道德测试 ACCA开发了道德测试模块,以检验学员职业操守的价值观和行为。ACCA鼓励学员在报考课程战略阶段课程时就开始在网上学习。学员可以自己灵活掌握学习时间,但是必须在申请会员之前完成课程的学习。
实践经验要求:
1. 具备工作经验是成为会员的一个非常重要的条件。在参加ACCA考试之前、考试期间、考试完成之后取得的工作经验ACCA都认可。
2. 成为ACCA会员必须具备相关的专业知识和能力,必须在职业道德、公司治理、绩效管理、沟通交流、财务报告、财务管理、审计、税务等方面达到相应的水平。

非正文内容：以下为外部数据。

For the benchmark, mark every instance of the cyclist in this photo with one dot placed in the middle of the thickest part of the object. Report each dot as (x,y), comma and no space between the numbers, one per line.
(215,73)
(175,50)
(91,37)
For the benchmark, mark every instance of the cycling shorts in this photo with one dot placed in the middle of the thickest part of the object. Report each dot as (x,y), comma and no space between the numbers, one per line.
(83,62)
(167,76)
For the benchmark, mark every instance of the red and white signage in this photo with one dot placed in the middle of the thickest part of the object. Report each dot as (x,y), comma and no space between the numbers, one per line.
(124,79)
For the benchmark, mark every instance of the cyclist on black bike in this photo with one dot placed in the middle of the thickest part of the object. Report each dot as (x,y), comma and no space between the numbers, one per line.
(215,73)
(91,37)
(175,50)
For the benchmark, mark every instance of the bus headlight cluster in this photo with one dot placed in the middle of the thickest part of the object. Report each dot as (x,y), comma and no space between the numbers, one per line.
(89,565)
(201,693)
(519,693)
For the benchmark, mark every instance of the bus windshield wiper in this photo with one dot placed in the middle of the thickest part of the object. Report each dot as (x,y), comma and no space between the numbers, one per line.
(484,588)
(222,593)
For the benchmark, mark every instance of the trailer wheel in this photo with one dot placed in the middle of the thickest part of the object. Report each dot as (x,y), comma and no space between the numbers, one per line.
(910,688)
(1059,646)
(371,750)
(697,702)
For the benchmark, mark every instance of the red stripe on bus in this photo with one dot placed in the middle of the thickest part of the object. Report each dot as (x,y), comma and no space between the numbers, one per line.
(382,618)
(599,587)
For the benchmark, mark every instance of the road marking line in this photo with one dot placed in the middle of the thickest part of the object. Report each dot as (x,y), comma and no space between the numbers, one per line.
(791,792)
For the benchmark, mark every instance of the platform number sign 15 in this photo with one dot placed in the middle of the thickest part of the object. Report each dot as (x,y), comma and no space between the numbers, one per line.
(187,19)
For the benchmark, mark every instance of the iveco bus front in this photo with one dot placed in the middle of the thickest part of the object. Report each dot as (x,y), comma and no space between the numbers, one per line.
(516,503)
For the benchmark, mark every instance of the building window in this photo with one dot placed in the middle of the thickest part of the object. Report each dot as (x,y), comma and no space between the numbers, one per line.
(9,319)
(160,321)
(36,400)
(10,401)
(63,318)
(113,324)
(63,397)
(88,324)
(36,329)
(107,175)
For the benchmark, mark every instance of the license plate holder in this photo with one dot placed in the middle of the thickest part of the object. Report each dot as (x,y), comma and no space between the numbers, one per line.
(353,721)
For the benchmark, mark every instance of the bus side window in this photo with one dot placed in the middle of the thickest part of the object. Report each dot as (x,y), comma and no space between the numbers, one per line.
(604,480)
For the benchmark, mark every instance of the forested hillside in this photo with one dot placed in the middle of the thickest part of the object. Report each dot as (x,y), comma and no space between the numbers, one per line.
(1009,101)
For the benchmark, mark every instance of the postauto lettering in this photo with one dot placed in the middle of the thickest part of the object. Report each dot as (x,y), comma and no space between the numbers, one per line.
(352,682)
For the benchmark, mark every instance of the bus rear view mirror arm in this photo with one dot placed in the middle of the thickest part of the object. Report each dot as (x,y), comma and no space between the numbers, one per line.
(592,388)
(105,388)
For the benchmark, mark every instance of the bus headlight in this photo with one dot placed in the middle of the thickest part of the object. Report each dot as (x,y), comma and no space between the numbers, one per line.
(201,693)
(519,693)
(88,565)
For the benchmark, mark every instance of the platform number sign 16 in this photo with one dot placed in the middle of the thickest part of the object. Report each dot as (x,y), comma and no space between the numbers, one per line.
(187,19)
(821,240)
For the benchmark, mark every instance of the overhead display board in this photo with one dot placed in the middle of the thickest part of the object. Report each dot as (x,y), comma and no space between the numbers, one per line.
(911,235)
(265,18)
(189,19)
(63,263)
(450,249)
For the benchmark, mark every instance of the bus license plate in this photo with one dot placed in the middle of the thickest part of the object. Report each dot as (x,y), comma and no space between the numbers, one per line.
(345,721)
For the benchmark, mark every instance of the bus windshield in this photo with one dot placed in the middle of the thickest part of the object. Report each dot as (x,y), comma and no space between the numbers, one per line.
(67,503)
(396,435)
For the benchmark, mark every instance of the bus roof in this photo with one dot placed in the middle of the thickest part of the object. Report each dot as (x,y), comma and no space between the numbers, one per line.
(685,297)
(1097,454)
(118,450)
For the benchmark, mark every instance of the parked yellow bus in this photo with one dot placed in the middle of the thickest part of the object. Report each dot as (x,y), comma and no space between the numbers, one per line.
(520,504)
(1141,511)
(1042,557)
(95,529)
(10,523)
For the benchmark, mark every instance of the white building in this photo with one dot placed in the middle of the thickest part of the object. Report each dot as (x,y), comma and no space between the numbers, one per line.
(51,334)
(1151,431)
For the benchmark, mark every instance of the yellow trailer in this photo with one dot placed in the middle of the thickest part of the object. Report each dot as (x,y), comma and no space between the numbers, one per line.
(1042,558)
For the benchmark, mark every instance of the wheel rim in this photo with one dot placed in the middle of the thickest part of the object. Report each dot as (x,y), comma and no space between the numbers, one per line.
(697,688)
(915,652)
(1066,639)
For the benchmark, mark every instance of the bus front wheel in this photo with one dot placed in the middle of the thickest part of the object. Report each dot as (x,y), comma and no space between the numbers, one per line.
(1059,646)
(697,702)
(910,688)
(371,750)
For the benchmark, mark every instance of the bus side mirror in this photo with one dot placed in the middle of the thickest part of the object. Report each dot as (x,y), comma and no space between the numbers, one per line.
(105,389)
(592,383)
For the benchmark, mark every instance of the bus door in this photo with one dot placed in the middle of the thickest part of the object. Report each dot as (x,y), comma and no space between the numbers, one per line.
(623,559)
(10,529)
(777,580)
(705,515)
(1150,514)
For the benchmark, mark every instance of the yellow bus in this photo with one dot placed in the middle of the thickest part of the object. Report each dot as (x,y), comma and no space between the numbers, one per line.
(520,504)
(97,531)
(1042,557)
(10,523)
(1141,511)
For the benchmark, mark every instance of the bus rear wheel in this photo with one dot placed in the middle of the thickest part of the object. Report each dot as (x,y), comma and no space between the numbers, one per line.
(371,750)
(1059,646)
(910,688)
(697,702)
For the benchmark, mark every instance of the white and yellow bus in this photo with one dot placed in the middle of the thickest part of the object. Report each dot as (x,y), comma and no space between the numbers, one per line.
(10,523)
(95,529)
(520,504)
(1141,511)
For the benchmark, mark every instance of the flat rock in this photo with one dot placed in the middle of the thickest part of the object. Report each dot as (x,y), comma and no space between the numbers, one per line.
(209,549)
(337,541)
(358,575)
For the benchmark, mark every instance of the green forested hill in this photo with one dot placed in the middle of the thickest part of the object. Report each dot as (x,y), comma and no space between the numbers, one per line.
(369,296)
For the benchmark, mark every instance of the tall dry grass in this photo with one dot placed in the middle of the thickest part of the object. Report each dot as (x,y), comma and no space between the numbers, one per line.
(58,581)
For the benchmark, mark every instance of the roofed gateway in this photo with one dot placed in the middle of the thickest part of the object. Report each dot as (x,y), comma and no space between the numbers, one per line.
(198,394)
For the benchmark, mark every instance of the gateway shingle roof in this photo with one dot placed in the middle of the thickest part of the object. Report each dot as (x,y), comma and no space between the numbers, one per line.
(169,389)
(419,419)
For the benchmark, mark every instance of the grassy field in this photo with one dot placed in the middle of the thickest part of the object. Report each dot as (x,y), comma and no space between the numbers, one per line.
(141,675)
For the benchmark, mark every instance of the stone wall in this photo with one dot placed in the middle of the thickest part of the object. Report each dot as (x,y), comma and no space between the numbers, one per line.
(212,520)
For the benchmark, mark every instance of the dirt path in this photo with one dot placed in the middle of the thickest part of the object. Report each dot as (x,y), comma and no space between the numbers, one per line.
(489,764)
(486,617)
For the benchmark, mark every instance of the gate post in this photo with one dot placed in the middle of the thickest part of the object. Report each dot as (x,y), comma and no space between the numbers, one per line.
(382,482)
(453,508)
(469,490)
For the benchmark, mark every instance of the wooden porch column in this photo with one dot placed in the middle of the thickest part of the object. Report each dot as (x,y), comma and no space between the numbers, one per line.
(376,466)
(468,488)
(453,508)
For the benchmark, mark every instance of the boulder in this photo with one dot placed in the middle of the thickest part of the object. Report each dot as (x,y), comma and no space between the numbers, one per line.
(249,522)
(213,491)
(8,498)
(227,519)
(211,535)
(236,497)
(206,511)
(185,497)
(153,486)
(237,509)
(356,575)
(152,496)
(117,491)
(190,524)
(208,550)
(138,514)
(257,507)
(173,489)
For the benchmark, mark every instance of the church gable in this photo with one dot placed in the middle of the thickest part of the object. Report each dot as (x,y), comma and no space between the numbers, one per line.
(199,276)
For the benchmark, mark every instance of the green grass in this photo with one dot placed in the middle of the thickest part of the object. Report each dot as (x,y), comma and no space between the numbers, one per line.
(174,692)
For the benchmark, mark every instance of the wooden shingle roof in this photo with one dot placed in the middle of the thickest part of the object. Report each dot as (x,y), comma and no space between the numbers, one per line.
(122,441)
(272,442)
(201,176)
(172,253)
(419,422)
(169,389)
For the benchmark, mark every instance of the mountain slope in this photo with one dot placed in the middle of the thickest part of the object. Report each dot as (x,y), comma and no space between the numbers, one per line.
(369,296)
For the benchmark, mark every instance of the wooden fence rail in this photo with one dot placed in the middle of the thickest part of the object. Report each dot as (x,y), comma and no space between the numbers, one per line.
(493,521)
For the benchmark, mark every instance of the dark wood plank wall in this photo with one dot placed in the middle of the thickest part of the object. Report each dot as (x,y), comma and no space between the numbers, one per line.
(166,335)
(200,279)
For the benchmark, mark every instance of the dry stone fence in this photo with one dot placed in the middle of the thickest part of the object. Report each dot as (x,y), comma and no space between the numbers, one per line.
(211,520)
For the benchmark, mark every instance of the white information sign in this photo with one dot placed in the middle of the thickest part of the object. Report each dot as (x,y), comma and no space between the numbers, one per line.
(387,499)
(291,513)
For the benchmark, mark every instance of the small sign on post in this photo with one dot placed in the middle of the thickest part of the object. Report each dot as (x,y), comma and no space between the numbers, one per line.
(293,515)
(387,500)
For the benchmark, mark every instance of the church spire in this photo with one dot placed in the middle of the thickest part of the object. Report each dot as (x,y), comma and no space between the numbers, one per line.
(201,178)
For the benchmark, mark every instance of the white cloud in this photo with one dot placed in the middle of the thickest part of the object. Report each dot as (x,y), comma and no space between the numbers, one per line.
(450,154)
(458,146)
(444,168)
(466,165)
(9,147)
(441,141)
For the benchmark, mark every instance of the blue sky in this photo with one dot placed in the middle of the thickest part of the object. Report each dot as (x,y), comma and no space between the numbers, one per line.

3. ACCA新大纲制定了20项有实践经验要求的绩效考核指标,要成为会员必须达到13项,其中9项是必须达到的关键要素,剩余4项从11个可选项中选择。
取得ACCA证书后的就业优势:
1、ACCA会员资格在国际上得到广泛认可,尤其得到欧盟立法以及许多国家公司法的承认。所以,拥有ACCA会员资格,就拥有了在世界各地就业的"通行证"。
2、ACCA的课程就是根据现时商务社会对财会人员的实际要求进行开发、设计的,特别注意培养学员的分析能力和在复杂条件下的决策、判断能力。系统的、高质量的培训给予学员真才实学,学员学成后能适应各种环境,并逐步成为具有全面管理素质的高级财务管理专家。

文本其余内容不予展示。